There weren’t any other noteworthy provisions, but we do remind readers that many scammers choose not to disclose such information to would-be clients. Without proper information on the website we cannot be certain whether clients won’t be charged with any unexpected withdrawal or deposit fees once they invest. This is why we advise traders to always put up only the required minimum deposit, instead of risking a bigger amount with no certainty. Afterwards, they may also try to withdraw a small amount in order to check for any unexpected fees or delays. Such fees and delays are usually the signs of a scammer.
How does the scam work?
Even though the Forex trading world is extremely large and encompasses millions of people around the globe, the most common scamming is pretty simple and straightforward and as such – it’s not particularly daring to avoid. Here is a quick overview of how it is done:
Through clicking an ad with promises for fast money, you will be redirected to a website such as DaxRobot or CryptoContracts where registration will require you to give your address, email and phone number. After sharing your personal information, you will being receiving calls from brokers, compelling you to invest with them and win big. After a few minutes hearing their pitches, you decide to deposit some $200-250. And just like that – the scammers take a fat commission from this initial deposit.

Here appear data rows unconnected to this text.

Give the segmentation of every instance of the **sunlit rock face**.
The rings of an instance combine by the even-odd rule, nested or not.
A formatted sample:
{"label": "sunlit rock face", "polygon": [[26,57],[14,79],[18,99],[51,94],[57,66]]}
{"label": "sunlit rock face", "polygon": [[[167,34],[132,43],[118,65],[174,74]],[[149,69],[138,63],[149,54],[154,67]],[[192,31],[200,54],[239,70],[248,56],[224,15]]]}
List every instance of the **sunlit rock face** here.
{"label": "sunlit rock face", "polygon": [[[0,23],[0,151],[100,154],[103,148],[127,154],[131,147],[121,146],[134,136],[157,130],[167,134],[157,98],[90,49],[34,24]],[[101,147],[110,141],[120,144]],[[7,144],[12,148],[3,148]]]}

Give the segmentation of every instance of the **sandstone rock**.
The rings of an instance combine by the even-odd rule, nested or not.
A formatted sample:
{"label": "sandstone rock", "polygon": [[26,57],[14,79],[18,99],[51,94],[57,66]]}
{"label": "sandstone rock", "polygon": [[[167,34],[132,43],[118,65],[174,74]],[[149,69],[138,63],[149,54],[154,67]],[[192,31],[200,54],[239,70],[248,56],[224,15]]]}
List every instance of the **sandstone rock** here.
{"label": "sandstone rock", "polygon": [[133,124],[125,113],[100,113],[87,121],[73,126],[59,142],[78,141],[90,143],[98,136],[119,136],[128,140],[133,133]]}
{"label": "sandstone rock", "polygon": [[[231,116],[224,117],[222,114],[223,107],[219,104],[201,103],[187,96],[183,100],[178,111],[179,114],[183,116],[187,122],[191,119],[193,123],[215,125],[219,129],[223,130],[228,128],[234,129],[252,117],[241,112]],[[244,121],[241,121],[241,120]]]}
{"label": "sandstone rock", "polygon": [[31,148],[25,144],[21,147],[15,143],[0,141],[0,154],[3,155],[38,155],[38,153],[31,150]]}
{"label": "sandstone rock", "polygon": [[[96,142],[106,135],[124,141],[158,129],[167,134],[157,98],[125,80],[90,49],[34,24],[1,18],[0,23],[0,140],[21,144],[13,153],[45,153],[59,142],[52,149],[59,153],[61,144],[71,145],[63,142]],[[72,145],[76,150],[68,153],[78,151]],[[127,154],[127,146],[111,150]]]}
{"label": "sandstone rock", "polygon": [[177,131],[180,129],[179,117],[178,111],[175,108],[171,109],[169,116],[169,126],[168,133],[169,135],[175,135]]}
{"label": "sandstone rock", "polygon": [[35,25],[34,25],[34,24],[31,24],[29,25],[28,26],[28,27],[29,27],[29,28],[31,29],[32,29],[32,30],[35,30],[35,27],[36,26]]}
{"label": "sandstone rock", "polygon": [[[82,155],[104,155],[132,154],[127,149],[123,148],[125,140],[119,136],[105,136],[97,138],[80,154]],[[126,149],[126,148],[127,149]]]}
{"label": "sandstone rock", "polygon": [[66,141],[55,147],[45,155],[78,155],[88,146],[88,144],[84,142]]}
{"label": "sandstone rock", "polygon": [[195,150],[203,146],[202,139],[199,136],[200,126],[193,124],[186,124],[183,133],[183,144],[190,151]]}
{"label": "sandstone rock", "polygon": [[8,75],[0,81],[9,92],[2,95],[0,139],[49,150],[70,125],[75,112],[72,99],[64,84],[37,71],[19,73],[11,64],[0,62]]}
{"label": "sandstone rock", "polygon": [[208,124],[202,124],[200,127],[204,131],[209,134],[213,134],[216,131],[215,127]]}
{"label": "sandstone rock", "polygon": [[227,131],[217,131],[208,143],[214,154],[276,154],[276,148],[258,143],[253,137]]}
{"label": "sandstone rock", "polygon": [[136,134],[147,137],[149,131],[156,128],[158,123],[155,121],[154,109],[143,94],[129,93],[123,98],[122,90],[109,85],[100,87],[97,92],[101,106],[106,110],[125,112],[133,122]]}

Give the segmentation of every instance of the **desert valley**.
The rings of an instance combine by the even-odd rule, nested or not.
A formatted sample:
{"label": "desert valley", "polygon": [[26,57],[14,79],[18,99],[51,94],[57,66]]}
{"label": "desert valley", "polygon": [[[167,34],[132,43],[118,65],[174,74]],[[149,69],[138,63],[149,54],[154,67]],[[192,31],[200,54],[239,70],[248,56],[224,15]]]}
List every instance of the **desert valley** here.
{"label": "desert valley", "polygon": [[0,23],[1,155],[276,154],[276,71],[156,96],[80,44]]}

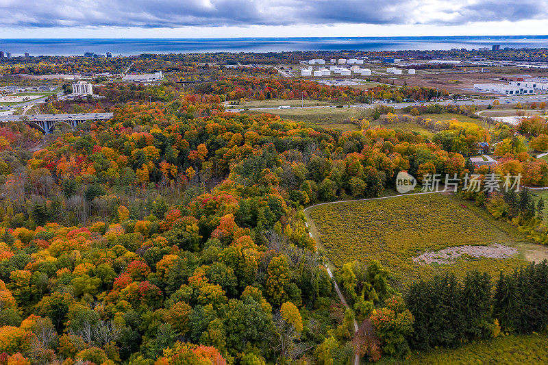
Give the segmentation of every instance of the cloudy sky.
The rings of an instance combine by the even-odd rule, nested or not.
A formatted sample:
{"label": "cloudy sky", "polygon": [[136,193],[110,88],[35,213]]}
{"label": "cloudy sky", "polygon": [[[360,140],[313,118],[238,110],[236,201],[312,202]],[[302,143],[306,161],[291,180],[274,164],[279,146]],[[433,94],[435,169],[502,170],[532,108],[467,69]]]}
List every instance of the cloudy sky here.
{"label": "cloudy sky", "polygon": [[0,38],[548,34],[546,0],[0,0]]}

After they are done with you, senior scammers begin working you into putting even more money. They say it’s the only way to profit from trading even more. After making the mistake of investing even further, you’ll begin wanting to get out of this and withdraw what you have left.

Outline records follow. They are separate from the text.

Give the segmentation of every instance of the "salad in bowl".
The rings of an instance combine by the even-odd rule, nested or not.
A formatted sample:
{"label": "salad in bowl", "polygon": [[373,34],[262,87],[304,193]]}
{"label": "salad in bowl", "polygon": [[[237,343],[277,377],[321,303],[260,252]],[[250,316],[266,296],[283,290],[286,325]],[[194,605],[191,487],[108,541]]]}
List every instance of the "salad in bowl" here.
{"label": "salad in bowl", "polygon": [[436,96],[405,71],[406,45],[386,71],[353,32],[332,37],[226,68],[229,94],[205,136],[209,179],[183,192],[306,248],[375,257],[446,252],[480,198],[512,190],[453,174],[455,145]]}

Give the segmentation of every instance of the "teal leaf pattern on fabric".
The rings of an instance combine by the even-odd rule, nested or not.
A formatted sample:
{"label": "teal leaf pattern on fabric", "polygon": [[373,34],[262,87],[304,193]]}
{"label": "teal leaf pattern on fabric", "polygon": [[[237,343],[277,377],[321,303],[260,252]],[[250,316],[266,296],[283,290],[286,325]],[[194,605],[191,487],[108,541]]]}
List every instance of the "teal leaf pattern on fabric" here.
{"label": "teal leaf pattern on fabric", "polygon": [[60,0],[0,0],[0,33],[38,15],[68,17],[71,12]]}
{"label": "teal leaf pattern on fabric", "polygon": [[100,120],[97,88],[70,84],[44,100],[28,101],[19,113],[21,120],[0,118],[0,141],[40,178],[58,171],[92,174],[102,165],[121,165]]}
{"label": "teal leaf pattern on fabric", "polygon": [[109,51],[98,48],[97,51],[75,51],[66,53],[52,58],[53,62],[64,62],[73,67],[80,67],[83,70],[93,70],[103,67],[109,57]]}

Unfortunately, the con-artists have no such thing in mind. They will now begin persuading you to wait it out and not withdraw right now. The angle here is pretty blunt – traders have a limited time period for filing a chargeback with their bank and get their money back. The “recovery department” will simply want to mislead you into missing thе crucial period and, along the way, losing any chance you might have of getting the money back.
It is important here to take notice that both Visa and MasterCard are taking measures to combat unregulated forex brokerages by classifying all forex transactions as high risk. And with the case Traderia – they are correct in doing so. Furthermore, supporting their intention with clear actions – MasterCard has increased the previous time period of six months for filing a chargeback to a year and a half.
What to do when scammed?
As was mentioned above, scamming is quite the common in the trading world and, sadly, even you might suffer from it. In such an unfortunate case there still may be some available options for you.

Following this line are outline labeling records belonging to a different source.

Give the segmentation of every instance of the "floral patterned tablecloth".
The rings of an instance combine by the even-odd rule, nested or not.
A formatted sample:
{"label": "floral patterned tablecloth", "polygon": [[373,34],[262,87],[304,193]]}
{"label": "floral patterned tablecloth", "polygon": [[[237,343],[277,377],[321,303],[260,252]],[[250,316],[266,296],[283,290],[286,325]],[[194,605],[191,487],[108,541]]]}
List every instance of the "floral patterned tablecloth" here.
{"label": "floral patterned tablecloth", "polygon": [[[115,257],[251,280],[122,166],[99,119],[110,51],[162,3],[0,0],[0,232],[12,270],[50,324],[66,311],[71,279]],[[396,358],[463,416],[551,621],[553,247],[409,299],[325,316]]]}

You may contact your bank or credit card provider and file a chargeback.
If, however, you have provided the broker with your credit card details, immediately cancel your credit card.
If you have given information regarding your online banking pass – you should switch it asap!
Beware of potential calls from self-described “recovery agencies”! They prey on scammed and vulnerable traders who are desperate to recover their losses. They will require an “up-front” payment to help you, but after paying them, no such help will be coming your way!